On sera sans doute surpris que le conseil ait ordonné le payement de sommes aussi considérables, & une pension de même pour une machine aussi inutile; la chose n'est pas difficile à concevoir, parce qu'en cela, comme en beaucoup d'autres choses, le conseil est souvent trompé. Quand il s'agit de statuer sur la récompense d'une machine, le ministere envoye la requête de l'inventeur au prevôt des marchands de Lyon, pour avoir son avis sur l'invention proposée; le prevôt des marchands communique la lettre du ministre ou son préposé aux maîtres & gardes de la communauté, qui bien souvent composent avec l'inventeur; le traité étant conclu, les maîtres & gardes donnent leur avis par écrit au prevôt des marchands, qui en conséquence envoye le sion au ministre, sur lequel la gratification est ordonnée. Falcon a reçu environ 50 mille livres depuis 1748 jusqu'en 1754, suivant ses quittances: on pense bien que toutes ces sommes ne sont pas entrées chez lui.

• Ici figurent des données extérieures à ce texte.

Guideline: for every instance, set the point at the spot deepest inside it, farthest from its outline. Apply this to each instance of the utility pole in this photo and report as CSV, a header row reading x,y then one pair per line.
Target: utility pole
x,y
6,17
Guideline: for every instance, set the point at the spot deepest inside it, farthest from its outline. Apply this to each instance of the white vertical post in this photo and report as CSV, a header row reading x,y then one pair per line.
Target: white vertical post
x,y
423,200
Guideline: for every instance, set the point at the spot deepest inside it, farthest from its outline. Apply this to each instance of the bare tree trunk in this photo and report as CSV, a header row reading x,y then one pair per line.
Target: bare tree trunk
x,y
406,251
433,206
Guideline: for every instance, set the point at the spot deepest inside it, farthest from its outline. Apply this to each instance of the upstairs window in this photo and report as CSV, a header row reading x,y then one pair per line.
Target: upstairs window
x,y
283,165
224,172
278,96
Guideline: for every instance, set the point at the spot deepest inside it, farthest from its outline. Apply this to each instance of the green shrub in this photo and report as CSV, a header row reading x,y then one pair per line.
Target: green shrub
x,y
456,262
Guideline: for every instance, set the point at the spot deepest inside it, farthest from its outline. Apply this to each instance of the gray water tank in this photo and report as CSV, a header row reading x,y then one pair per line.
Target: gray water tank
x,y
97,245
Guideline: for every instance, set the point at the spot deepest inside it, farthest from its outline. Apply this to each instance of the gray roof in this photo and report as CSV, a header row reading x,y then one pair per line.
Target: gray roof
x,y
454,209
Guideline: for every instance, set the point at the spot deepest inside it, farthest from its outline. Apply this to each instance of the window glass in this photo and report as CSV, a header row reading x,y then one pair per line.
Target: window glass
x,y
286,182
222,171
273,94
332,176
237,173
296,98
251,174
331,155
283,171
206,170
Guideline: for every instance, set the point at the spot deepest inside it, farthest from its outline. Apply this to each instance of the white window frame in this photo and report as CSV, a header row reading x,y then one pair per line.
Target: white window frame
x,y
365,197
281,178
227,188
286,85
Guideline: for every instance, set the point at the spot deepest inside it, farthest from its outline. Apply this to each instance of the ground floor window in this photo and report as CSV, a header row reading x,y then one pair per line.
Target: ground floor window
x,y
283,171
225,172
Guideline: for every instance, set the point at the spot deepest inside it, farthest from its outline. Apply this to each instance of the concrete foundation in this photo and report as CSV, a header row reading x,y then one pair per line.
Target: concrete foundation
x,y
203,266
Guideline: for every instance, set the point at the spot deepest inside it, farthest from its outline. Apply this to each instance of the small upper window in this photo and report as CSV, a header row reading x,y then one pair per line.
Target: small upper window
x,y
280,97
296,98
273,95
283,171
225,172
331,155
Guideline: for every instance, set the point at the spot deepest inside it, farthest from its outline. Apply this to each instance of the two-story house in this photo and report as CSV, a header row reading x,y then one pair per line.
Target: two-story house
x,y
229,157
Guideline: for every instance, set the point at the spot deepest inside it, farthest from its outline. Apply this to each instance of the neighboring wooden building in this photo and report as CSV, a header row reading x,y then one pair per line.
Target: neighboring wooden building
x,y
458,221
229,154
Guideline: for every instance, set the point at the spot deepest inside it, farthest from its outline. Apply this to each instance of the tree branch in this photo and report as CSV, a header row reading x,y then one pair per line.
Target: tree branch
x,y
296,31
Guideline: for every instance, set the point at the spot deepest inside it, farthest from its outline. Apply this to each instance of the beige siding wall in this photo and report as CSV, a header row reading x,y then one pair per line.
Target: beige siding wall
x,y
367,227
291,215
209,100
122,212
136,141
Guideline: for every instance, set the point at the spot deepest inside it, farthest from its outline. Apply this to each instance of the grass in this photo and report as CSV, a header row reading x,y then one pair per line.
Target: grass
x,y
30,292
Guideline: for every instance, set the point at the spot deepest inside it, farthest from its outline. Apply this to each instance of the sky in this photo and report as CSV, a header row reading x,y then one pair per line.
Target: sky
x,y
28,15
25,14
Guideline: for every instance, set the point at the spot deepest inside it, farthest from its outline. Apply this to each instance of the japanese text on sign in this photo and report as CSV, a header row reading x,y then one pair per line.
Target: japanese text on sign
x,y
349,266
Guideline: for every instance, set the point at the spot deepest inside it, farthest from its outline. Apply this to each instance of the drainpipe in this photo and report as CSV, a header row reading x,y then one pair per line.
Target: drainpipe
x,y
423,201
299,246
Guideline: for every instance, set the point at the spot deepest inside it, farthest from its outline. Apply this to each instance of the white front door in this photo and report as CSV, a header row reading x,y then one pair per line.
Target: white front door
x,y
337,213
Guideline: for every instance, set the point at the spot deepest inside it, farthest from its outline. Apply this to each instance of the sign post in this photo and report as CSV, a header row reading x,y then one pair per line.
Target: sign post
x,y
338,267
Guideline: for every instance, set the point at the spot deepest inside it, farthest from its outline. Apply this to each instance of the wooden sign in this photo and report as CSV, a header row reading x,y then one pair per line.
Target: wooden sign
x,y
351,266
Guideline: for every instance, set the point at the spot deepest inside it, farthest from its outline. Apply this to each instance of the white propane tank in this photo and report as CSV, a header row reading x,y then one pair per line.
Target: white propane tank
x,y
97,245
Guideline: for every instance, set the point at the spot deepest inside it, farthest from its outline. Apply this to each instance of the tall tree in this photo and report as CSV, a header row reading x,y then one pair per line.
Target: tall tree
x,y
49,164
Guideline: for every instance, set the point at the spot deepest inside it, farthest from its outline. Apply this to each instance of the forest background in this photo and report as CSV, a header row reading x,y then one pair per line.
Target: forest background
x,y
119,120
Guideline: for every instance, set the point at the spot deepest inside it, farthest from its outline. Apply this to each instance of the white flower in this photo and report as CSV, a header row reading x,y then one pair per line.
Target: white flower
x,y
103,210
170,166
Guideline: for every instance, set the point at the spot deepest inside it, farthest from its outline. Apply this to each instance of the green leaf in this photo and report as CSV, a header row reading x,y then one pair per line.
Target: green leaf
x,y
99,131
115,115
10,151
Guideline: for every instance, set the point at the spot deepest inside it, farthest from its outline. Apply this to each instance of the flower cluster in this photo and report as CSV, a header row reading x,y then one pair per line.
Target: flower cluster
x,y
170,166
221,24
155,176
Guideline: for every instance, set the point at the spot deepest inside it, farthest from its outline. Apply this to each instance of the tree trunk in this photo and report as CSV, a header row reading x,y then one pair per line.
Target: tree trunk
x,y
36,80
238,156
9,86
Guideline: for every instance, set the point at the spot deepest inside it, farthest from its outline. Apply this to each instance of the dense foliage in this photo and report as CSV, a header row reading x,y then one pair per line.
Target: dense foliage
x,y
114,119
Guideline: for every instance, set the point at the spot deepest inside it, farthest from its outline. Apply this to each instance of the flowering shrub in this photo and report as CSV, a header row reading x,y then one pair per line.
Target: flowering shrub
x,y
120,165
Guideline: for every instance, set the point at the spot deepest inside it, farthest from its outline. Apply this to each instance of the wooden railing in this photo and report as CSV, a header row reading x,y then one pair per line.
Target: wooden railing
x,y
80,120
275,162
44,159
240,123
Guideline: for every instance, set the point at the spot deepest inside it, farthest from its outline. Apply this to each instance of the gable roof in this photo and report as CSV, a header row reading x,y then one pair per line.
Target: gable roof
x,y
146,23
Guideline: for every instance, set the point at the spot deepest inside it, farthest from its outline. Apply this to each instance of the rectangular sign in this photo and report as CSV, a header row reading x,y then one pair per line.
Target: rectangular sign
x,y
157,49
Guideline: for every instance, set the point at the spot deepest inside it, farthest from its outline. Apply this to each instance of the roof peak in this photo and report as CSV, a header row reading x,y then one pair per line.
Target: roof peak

La machine de Falcon ne peut servir ni aux étosses brochées, riches ou autres, ni aux étosses courantes au bouton; dans les premieres, pour un dessein de cent douzaines seulement en dix lacs brochés comme elles se font aujourd'hui, où il faut douze mille lacs, il faudroit douze mille bandes de carton de deux pouces & demi de large, les lacs qui ordinairement sont de fil dans les métiers ordinaires, étant de carton dans celle - ci. Il faudroit en outre au moins trois mois pour monter ce métier, au lieu de quinze jours qui suffisent, même moins suivant l'ancienne méthode; le carton revient aussi cher que le fil de lac, qui dans une étoffe brochée durera dix à douze années, & dans celle - ci il ne peut servir absolument qu'à un dessein. Quand le fil de lac est usé, il sert encore à tramer des toiles grossieres destinées à faire des nappes, des essuie - mains & des draps pour coucher les tireuses & les compagnons du maître. Veuton avoir toutes les machines nécessaires pour lire le dessein & faire les lacs, 3000 livres ne seroient pas suffisantes pour en faire les frais, sans y comprendre le tems perdu pour monter le métier. Veut - on augmenter ou diminuer les cordages, il faut les machines différentes; par conséquent les mêmes frais pour chaque métier. Veut on faire des étoffes courantes, ou au bouton avec la même machine, on soutient hardiment qu'outre les frais différens & proportionnés à la quantité de cordages énoncés ci - dessus, un bon ouvrier ne fera pas le quart de la journée. En un mot, si la machine & toutes les autres qui y concourent est disposée pour un métier de quatre cens cordes à l'ordinaire, on ne sauroit en diminuer ni en augmenter une seulement, qu'il ne faille faire les frais nécessaires & énoncés ci - dessus pour la mettre en état de travailler. Cette machine déclarée inutile & ruineuse par les principaux membres de la communauté, a cependant été préconisée par un très grand machiniste l'un des rédacteurs du réglement du 19 Juin 1744, puisqu'elle fait un article de ce réglement, qui permet un cinquieme métier aux fabriquans qui voudront le monter suivant la méchanique de Falcon, ce qui n'a pu faire faire fortune à cette méchanique, puisqu'elle a été proscrite par ceux qui seuls sont en état de connoître son utilité. On est bien éloigné de penser que Falcon ait acheté les suffrages, & du machiniste, & des rédacteurs du réglement; on les a cru trop délicats pour un commerce semblable.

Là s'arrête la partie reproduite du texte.